Distracted drivers can be dangerous on the road, causing accidents through reduced reaction times and a lack of awareness. Cellphone use is one of the most common distractions, with users often devoting both their hands and vision to the phone’s operation. This has led many states to ban the use of the devices while operating a vehicle, but a recent study has shown that such bans are not as effective as one thought, significantly reducing accidents only while driving within a city environment.

An estimated 5,000 road fatalities occur each year nationwide due to distracted driving. New York banned cellphone use while driving in 2001 in an effort to reduce the number of car accidents throughout the state. A 2006 study of cellphone use while driving found users were as impaired as those who had been drinking. As a result of this and other studies, 10 states have banned cellphone use while driving, and 39 states have passed laws prohibiting text messaging while driving.

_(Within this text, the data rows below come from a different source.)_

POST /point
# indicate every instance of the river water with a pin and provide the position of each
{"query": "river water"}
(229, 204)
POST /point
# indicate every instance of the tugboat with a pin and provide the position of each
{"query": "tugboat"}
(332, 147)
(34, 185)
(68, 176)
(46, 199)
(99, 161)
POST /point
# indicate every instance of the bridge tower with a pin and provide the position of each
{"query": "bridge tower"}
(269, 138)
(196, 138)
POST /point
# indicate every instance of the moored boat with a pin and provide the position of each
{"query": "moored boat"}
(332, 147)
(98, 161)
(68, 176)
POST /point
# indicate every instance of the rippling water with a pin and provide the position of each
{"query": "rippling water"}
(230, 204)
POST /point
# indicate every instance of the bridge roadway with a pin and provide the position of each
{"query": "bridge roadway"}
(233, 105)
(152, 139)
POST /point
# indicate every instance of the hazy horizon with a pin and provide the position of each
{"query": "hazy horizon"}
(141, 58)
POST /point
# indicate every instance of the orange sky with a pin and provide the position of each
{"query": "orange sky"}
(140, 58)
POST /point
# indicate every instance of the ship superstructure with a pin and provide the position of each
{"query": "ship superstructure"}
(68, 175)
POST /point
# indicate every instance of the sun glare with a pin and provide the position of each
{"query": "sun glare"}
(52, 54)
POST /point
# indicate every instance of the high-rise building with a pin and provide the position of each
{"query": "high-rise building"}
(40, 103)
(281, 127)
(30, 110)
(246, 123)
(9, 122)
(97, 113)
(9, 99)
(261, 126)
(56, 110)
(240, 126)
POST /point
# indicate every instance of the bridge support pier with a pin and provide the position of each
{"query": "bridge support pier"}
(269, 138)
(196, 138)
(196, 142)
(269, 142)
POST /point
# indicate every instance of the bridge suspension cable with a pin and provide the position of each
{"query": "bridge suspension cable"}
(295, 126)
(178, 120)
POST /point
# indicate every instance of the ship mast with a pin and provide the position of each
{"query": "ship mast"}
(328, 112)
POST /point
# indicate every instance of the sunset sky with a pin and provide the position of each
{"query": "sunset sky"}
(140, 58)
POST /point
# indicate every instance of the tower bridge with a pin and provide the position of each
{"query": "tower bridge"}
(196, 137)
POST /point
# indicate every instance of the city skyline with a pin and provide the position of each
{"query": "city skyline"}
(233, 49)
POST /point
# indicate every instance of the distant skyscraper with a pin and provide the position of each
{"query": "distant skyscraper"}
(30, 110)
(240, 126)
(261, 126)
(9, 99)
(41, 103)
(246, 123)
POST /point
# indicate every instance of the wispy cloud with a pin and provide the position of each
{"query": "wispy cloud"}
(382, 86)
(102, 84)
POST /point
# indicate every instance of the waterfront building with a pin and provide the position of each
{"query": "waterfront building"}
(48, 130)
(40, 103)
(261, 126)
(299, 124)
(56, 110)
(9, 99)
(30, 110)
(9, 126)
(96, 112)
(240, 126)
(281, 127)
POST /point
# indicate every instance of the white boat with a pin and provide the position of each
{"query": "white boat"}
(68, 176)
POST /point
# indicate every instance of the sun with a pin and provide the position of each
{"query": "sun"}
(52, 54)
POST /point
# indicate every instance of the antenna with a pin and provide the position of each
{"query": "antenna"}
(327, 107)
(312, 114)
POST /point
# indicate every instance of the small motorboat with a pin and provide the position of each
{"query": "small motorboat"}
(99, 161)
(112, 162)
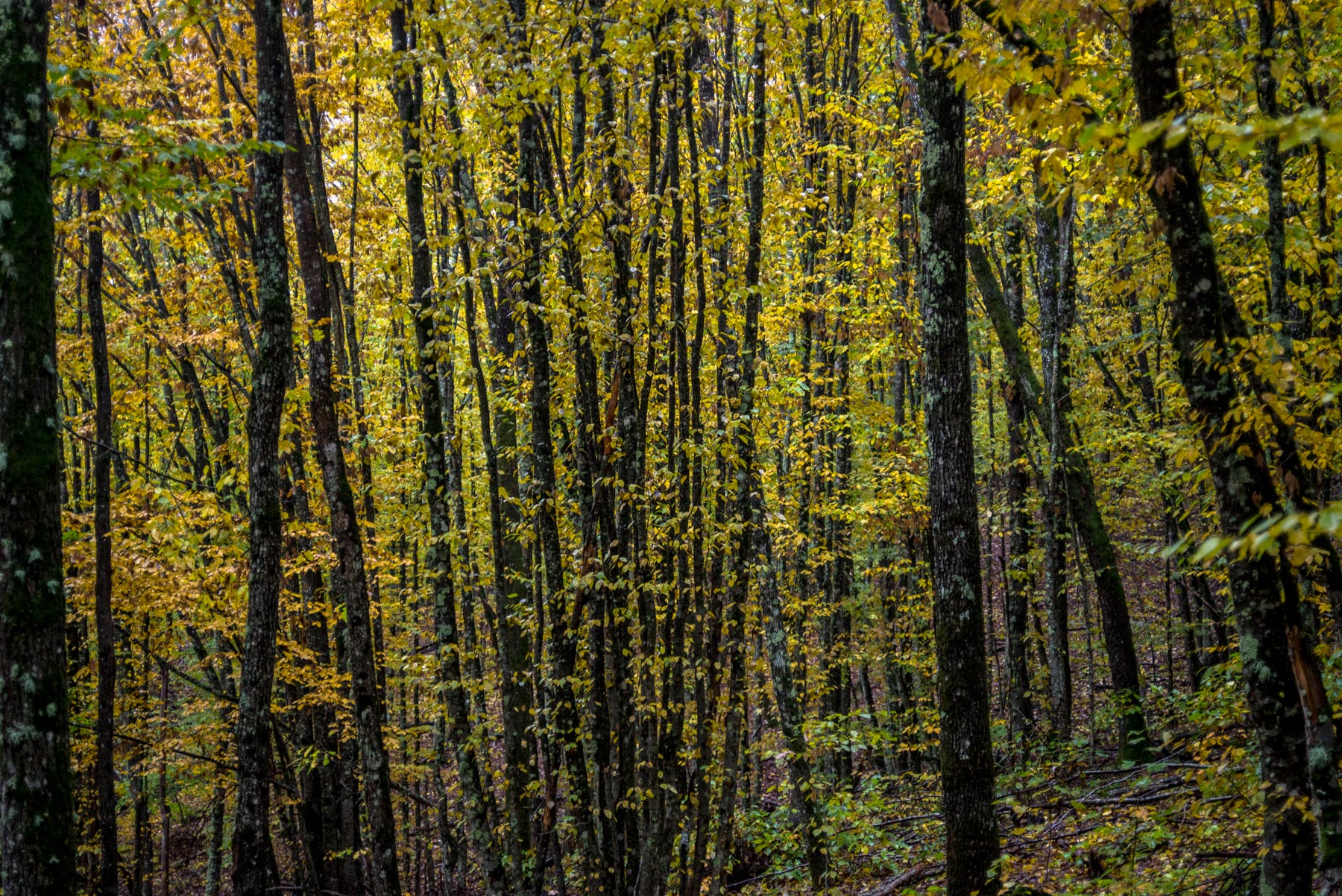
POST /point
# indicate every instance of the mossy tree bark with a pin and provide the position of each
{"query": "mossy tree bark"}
(966, 760)
(37, 786)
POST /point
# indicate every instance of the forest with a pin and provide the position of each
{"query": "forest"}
(670, 447)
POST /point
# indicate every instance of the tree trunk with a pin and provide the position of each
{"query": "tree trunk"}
(1018, 584)
(270, 374)
(105, 631)
(37, 786)
(1203, 314)
(344, 517)
(966, 760)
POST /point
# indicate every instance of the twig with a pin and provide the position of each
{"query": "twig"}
(889, 887)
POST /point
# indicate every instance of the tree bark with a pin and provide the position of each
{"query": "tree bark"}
(966, 761)
(270, 374)
(352, 575)
(1206, 317)
(37, 786)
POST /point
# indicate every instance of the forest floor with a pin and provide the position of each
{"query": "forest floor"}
(1071, 821)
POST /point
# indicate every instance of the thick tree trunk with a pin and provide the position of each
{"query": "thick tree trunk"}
(1203, 315)
(37, 786)
(966, 760)
(270, 374)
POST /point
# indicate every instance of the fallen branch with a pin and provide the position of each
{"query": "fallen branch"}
(1142, 801)
(913, 875)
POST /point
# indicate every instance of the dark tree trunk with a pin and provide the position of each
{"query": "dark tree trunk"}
(438, 485)
(352, 575)
(1018, 584)
(270, 374)
(1206, 318)
(37, 786)
(966, 760)
(105, 631)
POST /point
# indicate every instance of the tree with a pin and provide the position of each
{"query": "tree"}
(253, 857)
(37, 786)
(966, 761)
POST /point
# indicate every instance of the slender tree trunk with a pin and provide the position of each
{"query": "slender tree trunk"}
(37, 786)
(1018, 585)
(966, 761)
(344, 517)
(105, 632)
(438, 558)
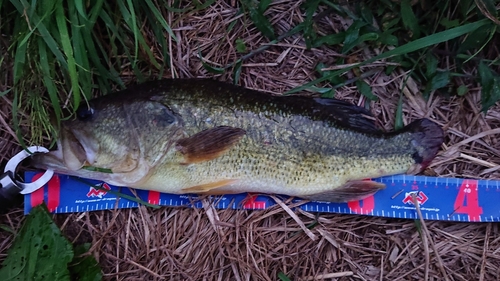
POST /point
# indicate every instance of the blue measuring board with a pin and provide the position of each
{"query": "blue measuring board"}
(449, 199)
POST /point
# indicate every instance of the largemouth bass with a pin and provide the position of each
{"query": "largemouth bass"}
(203, 136)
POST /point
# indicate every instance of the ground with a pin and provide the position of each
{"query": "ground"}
(210, 244)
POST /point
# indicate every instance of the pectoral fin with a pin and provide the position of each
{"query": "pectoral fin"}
(209, 144)
(208, 188)
(351, 191)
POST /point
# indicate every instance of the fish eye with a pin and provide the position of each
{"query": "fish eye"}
(84, 112)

When studying the effects of the ban however, a recent report published in the Transportation Research journal has shown a decrease in fatalities only in city locales; while the number has actually risen in rural areas since the ban took effect. The reasons behind the rise is currently unknown and may be a statistical anomaly due to the lowered sampling rate in rural accidents, or possibly due to lowered enforcement of the ban in rural areas.

Driving while distracted can lead to accidents, regardless of your environment, and New York drivers who are injured at the hands of a distracted driver have a right to seek compensation from the driver to cover the costs of those injuries. Rural drivers who think they are free to do whatever they want while behind the wheel should think again.